◆第173回天皇賞・春・G1(5月3日、京都競馬場・芝3200メートル)

 “盾男”の異名を持つからこそ、誰よりも盾の重みを分かっている。天皇賞・春で史上最多の8勝を誇る武豊騎手。

生まれの地、淀で行われる長距離王決定戦は、「子供のときから見ていて、すごい馬が勝っているなと思っていた」と、やはりなじみは深い。幼心に「伝統がある。天皇賞という響きもそう」と格式を重んじてきた。

 自身が勝利に導いたのは6頭。イナリワン、スーパークリーク、メジロマックイーン、スペシャルウィーク、ディープインパクト、キタサンブラック…時代を彩った名馬ばかりだ。「フロックとかがないレース。距離も長いし、紛れがない。本当の強さが求められるレース」。スタミナやスピードの持続力、あらゆる面で卓越していなければ、起伏の激しい3200メートルには打ち勝てない。

 今年のパートナーはアドマイヤテラ(牡5歳、栗東・友道康夫厩舎、父レイデオロ)。阪神大賞典を3馬身差でレコード勝ちし、満を持してG1に臨む。「ここは勝たなきゃな、と。

あのメンバーでああいうレースができたら、ああいう結果になる」。快勝も冷静に評価するが、それは期待の高さゆえだ。
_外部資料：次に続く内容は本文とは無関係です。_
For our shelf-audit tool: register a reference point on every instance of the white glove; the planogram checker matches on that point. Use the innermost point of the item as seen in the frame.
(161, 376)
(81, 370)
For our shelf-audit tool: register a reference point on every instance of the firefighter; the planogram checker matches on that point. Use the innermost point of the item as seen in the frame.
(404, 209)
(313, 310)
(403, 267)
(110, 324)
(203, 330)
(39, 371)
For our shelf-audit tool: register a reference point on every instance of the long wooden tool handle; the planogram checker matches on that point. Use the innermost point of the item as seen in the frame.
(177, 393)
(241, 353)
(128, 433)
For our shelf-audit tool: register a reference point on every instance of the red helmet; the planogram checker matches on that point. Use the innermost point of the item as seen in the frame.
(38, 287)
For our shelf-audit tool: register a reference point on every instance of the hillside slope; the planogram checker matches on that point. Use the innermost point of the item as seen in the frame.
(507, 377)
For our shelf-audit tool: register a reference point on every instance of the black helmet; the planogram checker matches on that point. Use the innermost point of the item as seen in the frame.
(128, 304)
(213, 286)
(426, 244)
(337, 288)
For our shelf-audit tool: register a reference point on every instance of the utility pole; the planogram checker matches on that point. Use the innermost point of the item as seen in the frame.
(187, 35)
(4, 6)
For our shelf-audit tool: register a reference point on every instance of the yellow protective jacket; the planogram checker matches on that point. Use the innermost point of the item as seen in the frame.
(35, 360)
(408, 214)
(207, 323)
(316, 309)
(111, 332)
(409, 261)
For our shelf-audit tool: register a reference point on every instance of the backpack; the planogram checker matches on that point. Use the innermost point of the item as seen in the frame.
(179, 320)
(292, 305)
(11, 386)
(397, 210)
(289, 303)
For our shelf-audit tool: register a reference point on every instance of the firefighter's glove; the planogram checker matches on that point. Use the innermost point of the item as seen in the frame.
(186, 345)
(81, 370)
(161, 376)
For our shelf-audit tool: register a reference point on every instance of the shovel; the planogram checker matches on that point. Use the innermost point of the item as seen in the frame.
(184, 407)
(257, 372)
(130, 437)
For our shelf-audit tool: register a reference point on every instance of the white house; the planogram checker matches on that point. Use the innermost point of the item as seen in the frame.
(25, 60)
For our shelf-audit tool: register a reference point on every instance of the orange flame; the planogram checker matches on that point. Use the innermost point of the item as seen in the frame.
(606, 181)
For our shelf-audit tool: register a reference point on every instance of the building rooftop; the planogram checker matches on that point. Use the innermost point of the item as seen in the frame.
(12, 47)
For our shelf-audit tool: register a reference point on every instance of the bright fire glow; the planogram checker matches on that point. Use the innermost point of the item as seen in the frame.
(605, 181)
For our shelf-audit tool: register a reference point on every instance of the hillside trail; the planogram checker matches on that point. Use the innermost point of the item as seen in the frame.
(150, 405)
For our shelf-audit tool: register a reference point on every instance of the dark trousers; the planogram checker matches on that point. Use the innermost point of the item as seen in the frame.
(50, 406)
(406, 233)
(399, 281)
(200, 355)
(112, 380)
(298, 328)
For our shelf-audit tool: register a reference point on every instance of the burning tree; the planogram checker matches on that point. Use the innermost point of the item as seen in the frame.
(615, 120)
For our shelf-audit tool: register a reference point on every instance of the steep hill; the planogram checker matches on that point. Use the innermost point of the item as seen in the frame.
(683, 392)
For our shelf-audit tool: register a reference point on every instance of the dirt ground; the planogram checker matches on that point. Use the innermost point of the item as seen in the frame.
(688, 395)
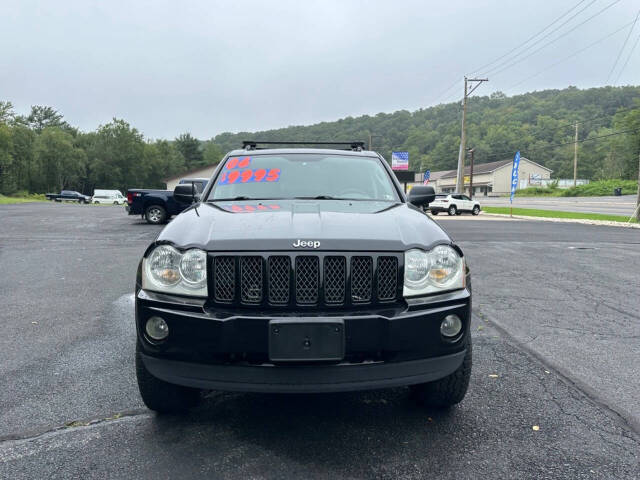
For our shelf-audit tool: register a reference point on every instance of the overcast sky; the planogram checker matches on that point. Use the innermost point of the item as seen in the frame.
(208, 67)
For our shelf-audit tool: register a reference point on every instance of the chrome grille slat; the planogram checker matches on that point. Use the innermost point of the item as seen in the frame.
(251, 279)
(387, 278)
(361, 279)
(287, 279)
(225, 278)
(335, 278)
(279, 279)
(307, 280)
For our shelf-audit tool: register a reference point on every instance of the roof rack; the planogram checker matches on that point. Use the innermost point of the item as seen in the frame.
(253, 144)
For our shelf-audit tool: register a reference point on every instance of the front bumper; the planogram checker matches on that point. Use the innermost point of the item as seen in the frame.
(212, 349)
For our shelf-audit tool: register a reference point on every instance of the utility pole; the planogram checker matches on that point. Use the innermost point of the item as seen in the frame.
(575, 158)
(471, 151)
(638, 197)
(463, 136)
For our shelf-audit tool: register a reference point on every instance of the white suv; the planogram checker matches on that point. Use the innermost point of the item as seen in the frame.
(454, 204)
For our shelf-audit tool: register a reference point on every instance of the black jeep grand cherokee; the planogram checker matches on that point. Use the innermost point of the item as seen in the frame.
(303, 270)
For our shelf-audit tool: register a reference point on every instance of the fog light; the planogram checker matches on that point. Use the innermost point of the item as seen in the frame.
(157, 328)
(450, 326)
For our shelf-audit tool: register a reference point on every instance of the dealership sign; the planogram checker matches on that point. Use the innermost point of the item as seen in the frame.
(514, 174)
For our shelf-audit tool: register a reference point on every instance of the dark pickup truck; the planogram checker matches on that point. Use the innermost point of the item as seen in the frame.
(68, 196)
(157, 206)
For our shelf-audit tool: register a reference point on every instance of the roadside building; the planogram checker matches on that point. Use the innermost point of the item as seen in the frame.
(493, 178)
(200, 172)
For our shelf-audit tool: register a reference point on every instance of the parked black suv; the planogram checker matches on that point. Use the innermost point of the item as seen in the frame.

 一方で、同時に進化も確信。昨年の目黒記念以来の騎乗だったが、パドックでまたがった瞬間から馬体のボリュームアップに驚いた。「厩務員さんに『あれ、大きくなった?』って言ったね。(以前は)幼くてパワーがそんなになかったし、右にささるところもあった。スタートも出るようになったね」。充実著しい5歳馬に、手応えを深めている。
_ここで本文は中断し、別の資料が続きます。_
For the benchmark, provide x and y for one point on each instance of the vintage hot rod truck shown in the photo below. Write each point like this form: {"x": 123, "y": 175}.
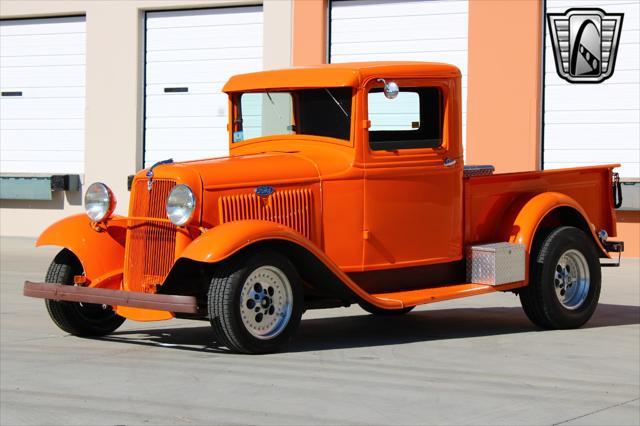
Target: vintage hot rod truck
{"x": 344, "y": 184}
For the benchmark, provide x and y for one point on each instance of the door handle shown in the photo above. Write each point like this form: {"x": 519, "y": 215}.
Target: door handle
{"x": 448, "y": 162}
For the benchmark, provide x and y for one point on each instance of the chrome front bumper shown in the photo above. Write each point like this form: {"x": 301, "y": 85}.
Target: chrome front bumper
{"x": 103, "y": 296}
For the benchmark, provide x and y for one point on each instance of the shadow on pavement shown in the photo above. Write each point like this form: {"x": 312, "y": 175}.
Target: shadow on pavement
{"x": 368, "y": 331}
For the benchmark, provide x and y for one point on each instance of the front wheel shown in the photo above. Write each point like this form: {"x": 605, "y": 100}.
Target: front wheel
{"x": 255, "y": 302}
{"x": 565, "y": 280}
{"x": 80, "y": 319}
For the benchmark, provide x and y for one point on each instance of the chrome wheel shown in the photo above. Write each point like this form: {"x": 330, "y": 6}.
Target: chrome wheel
{"x": 571, "y": 279}
{"x": 266, "y": 302}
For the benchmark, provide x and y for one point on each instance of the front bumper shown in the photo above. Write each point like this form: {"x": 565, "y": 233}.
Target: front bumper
{"x": 103, "y": 296}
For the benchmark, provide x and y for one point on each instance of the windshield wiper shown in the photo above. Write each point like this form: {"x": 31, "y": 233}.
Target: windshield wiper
{"x": 273, "y": 104}
{"x": 346, "y": 114}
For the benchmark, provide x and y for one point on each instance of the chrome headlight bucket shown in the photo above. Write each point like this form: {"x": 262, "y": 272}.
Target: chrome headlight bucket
{"x": 181, "y": 203}
{"x": 99, "y": 202}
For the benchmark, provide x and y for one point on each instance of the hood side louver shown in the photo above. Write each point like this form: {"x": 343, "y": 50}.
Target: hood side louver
{"x": 291, "y": 208}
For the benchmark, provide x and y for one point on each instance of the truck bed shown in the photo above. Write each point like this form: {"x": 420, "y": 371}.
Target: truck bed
{"x": 488, "y": 198}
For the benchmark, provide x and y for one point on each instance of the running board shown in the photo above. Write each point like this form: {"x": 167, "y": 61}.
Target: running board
{"x": 437, "y": 294}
 26日の読売マイラーズCは、同じ厩舎&勝負服のアドマイヤズームで勝利。戦前に描いていた「アドマイヤで友道厩舎だし、弾みになる結果を出したい」という青写真通りだ。現役最強格のクロワデュノールなどライバルは強力だが、17年以来の栄冠へ「あれから9年になるのか。勝ちたいね」と静かに闘志を燃やす。